In this study, we aimed to evaluate the utility of the immune-inflammation index (SII) in estimating the no-reflow phenomenon and short-term cardiovascular prognosis in patients with ST-segment elevation myocardial infarction (STEMI). 723 consecutive patients with STEMI who underwent primary percutaneous coronary intervention (PCI) were enrolled in our study. The receiver-operating characteristics (ROC) curve was used to determine the cut-off value of SII to predict the no-reflow.
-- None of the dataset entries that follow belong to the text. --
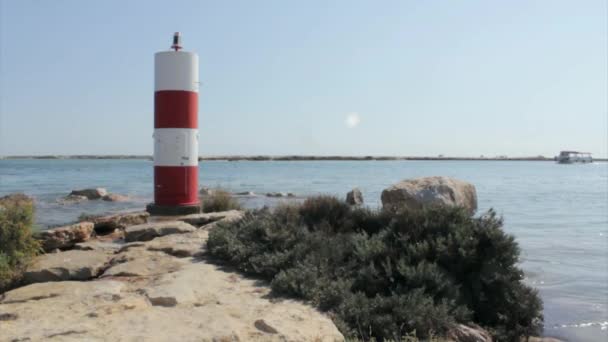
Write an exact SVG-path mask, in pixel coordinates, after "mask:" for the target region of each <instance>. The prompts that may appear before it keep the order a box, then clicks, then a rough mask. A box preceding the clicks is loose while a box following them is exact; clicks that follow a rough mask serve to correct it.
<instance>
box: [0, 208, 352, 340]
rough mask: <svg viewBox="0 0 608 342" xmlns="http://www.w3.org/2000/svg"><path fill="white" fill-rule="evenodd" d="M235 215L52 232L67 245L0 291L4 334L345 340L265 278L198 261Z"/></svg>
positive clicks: (19, 335)
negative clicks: (224, 225)
mask: <svg viewBox="0 0 608 342" xmlns="http://www.w3.org/2000/svg"><path fill="white" fill-rule="evenodd" d="M242 215H243V213H242V212H241V211H236V210H233V211H228V212H218V213H210V214H196V215H189V216H186V217H177V218H176V217H154V218H152V219H151V218H149V217H147V216H146V221H147V222H146V223H141V224H136V225H127V224H126V223H125V221H129V220H127V219H125V218H122V219H121V218H120V215H115V216H114V219H113V220H110V219H109V218H106V219H105V221H104V222H108V221H113V222H117V223H116V226H117V227H118V226H124V228H117V229H116V230H117V231H115V232H113V233H112V234H110V235H103V236H96V234H95V232H94V224H93V227H91V225H90V224H81V226H83V225H84V226H86V229H84V230H85V233H83V234H80V233H78V232H80V231H81V230H82V228H79V226H78V225H73V226H72V227H71V228H70V227H64V228H62V231H63V232H64V233H61V234H60V233H59V232H57V231H56V232H55V234H50V235H49V236H54V237H53V241H54V240H57V239H59V238H58V237H57V236H61V237H62V238H63V240H64V241H65V240H70V239H72V238H73V241H71V242H70V243H64V244H62V245H61V246H62V247H66V246H68V245H69V246H70V247H69V248H72V249H69V250H66V251H60V252H57V253H49V254H43V255H41V256H39V257H38V258H37V260H36V261H35V263H34V264H33V265H32V266H30V267H29V268H28V270H27V271H26V273H25V275H24V282H25V283H26V284H29V285H27V286H23V287H20V288H17V289H15V290H12V291H9V292H7V293H5V294H4V295H2V296H1V297H0V314H2V317H5V318H6V319H2V320H0V331H2V339H6V340H8V341H11V340H19V341H21V340H32V341H38V340H46V339H50V338H56V339H58V340H62V339H77V340H88V341H91V340H104V341H119V340H121V341H125V340H127V341H131V340H146V341H152V340H154V341H343V340H344V338H343V336H342V334H341V333H340V332H339V331H338V329H337V328H336V327H335V325H334V324H333V322H332V321H331V320H330V319H329V318H328V317H327V316H325V315H324V314H322V313H320V312H319V311H317V310H316V309H314V308H312V307H311V306H308V305H305V304H303V303H301V302H298V301H295V300H274V299H272V297H271V296H270V295H269V293H270V289H269V287H268V286H267V285H266V284H264V283H263V282H260V281H258V280H255V279H248V278H246V277H244V276H242V275H241V274H238V273H235V272H231V271H230V270H227V269H223V268H221V267H219V266H216V265H214V264H211V263H208V262H207V261H206V259H205V257H204V256H205V253H206V250H205V248H206V241H207V237H208V233H209V230H210V229H213V227H214V226H215V225H217V224H218V223H220V222H224V221H230V220H236V219H239V218H241V217H242ZM135 217H141V216H137V215H135ZM118 222H121V223H118ZM129 222H133V221H129ZM90 228H93V231H92V232H91V229H90ZM65 231H72V233H65ZM89 233H91V234H89ZM89 235H90V236H89ZM87 236H89V237H87ZM125 237H128V239H127V240H128V241H129V242H127V241H125ZM49 239H50V237H49ZM83 240H85V241H83Z"/></svg>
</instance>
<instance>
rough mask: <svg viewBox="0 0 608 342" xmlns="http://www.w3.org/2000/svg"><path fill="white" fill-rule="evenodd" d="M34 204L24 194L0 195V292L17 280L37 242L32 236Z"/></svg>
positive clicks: (38, 244) (30, 199)
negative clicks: (33, 204) (6, 195)
mask: <svg viewBox="0 0 608 342" xmlns="http://www.w3.org/2000/svg"><path fill="white" fill-rule="evenodd" d="M33 215H34V205H33V203H32V200H31V199H30V198H29V197H27V196H25V195H23V194H14V195H9V196H5V197H2V198H0V293H2V292H4V291H5V290H7V289H9V288H10V287H11V286H13V285H14V284H15V283H17V282H18V281H19V280H20V278H21V276H22V274H23V272H24V271H25V269H26V267H27V266H28V265H29V263H30V261H31V260H32V258H33V257H34V256H35V255H36V254H38V253H39V251H40V244H39V242H38V241H37V240H36V239H35V238H34V237H33V235H32V224H33Z"/></svg>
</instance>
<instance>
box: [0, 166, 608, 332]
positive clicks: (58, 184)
mask: <svg viewBox="0 0 608 342" xmlns="http://www.w3.org/2000/svg"><path fill="white" fill-rule="evenodd" d="M152 170H153V167H152V162H151V161H147V160H76V159H72V160H69V159H66V160H42V159H37V160H0V196H1V195H5V194H9V193H13V192H24V193H26V194H28V195H31V196H33V197H34V198H35V199H36V206H37V212H36V221H37V224H38V225H39V226H40V227H41V229H45V228H46V227H49V226H54V225H60V224H64V223H67V222H71V221H74V220H76V218H77V217H78V216H79V215H80V214H82V213H87V214H101V213H108V212H114V211H121V210H131V209H142V208H143V207H144V206H145V204H146V203H149V202H150V201H151V199H152V196H153V185H152V177H153V171H152ZM422 176H451V177H455V178H458V179H462V180H465V181H468V182H471V183H473V184H474V185H475V186H476V188H477V195H478V201H479V211H478V213H482V212H484V211H486V210H488V209H490V208H494V209H495V210H496V211H497V212H498V213H499V214H500V215H502V216H503V218H504V223H505V225H504V229H505V230H506V231H507V232H508V233H510V234H513V235H514V236H515V237H516V239H517V242H518V243H519V244H520V246H521V249H522V258H521V266H522V268H523V269H524V271H525V273H526V281H527V282H528V283H529V284H531V285H532V286H534V287H536V288H538V289H539V291H540V294H541V296H542V298H543V301H544V306H545V311H544V314H545V335H548V336H555V337H559V338H562V339H566V340H572V341H606V340H608V163H603V162H596V163H593V164H577V165H559V164H556V163H553V162H533V161H529V162H528V161H526V162H524V161H284V162H278V161H237V162H228V161H205V162H202V163H201V164H200V175H199V180H200V185H201V186H207V187H221V188H224V189H227V190H229V191H233V192H241V191H253V192H254V193H256V194H260V196H258V197H242V198H240V199H241V201H243V203H244V204H245V205H246V206H248V207H256V206H261V205H264V204H269V203H270V202H269V201H271V200H270V199H267V198H266V197H264V196H263V195H264V194H265V193H267V192H292V193H294V194H296V195H297V196H300V197H305V196H309V195H313V194H334V195H337V196H340V197H344V196H345V194H346V192H347V191H349V190H351V189H352V188H353V187H358V188H359V189H361V191H362V192H363V197H364V199H365V203H366V204H367V205H369V206H379V205H380V194H381V192H382V189H384V188H386V187H387V186H389V185H391V184H393V183H395V182H398V181H399V180H402V179H405V178H413V177H422ZM85 187H105V188H107V189H108V191H110V192H116V193H119V194H124V195H128V196H129V198H130V200H129V201H128V202H116V203H113V202H104V201H86V202H82V203H76V204H65V203H62V202H61V201H60V199H61V198H62V197H64V196H65V195H67V194H68V193H69V192H70V191H71V190H72V189H78V188H85Z"/></svg>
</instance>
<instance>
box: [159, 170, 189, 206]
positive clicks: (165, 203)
mask: <svg viewBox="0 0 608 342" xmlns="http://www.w3.org/2000/svg"><path fill="white" fill-rule="evenodd" d="M197 189H198V167H197V166H155V167H154V203H155V204H158V205H192V204H197V203H198V202H199V201H198V193H197Z"/></svg>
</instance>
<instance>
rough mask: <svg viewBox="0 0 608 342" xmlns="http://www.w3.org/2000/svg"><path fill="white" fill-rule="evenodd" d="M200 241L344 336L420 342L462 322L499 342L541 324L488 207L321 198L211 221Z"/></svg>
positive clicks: (520, 271)
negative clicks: (382, 210)
mask: <svg viewBox="0 0 608 342" xmlns="http://www.w3.org/2000/svg"><path fill="white" fill-rule="evenodd" d="M207 247H208V250H209V251H210V253H211V254H212V255H213V256H215V257H217V258H219V259H222V260H224V261H226V262H227V263H229V264H232V265H234V266H235V267H237V268H238V269H240V270H241V271H243V272H246V273H250V274H255V275H260V276H263V277H265V278H266V279H268V280H270V281H271V286H272V290H273V291H274V292H275V293H276V294H280V295H286V296H294V297H299V298H304V299H306V300H309V301H310V302H311V303H313V304H314V305H316V306H317V307H318V308H319V309H321V310H325V311H328V312H329V313H330V314H331V315H332V317H333V318H334V322H335V323H336V325H337V326H338V327H339V329H340V330H341V331H342V332H343V333H344V335H345V336H348V337H349V338H360V339H363V340H365V341H368V340H372V339H376V340H377V341H386V340H395V341H403V340H404V338H403V336H411V335H408V334H410V333H411V332H412V331H414V332H415V333H414V336H413V337H415V338H420V339H424V340H428V339H431V338H441V337H442V336H446V334H447V333H448V332H449V330H450V329H451V328H452V327H453V326H454V325H455V324H456V323H462V324H467V323H470V322H474V323H476V324H478V325H480V326H483V327H485V328H486V329H488V330H489V332H490V333H492V334H493V336H494V338H495V339H497V340H500V341H518V340H519V339H520V337H521V336H529V335H533V334H538V333H539V332H540V331H541V330H542V320H543V317H542V302H541V301H540V298H539V297H538V294H537V293H536V291H535V290H533V289H531V288H529V287H528V286H526V285H525V284H524V283H523V281H522V279H523V273H522V271H521V270H520V269H519V268H518V267H517V261H518V257H519V248H518V246H517V243H516V242H515V240H514V238H513V237H512V236H510V235H507V234H505V233H504V231H503V230H502V219H500V218H498V217H497V216H496V214H495V213H494V212H493V211H489V212H488V213H487V214H486V215H483V216H481V217H479V218H474V217H471V216H470V215H469V213H467V212H466V210H464V209H462V208H426V209H424V210H418V211H397V212H386V211H382V210H370V209H366V208H356V207H351V206H348V205H347V204H346V203H343V202H341V201H340V200H338V199H336V198H333V197H328V196H321V197H315V198H310V199H308V200H306V201H305V202H304V203H303V204H300V205H289V206H281V207H278V208H276V209H274V210H271V209H268V208H265V209H260V210H255V211H251V212H248V213H247V214H246V215H245V216H244V218H243V219H242V220H240V221H236V222H230V223H221V224H219V225H218V226H217V227H216V228H214V229H213V230H212V231H211V232H210V236H209V241H208V243H207Z"/></svg>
The multivariate regression analysis analyzed the correlation between no-reflow and SII. The median value of SII was significantly higher in patients with no-reflow in comparison with normal reperfusion [1466 (939-2409) vs 905 (566-1379), p < .001]. The optimal threshold for SII in predicting the no-reflow phenomenon was 1036, with sensitivity and specificity of 70% and 59%, respectively. The area under the ROC curve (AUC) was 0.71 (95% CI, 0.66-0.75, p < .001). In multivariate analysis, SII ≥ 1036 value showed an independent predictive value for the no-reflow (OR = 0.51, 95% CI: 0.29-0.92, p = .02) and the 30-day cardiovascular mortality (OR = 2.37, 95% CI: 1.34-4.19, p = .003). Our results suggest that higher SII levels are independently associated with the no-reflow phenomenon and 30-day mortality in STEMI patients undergoing primary PCI.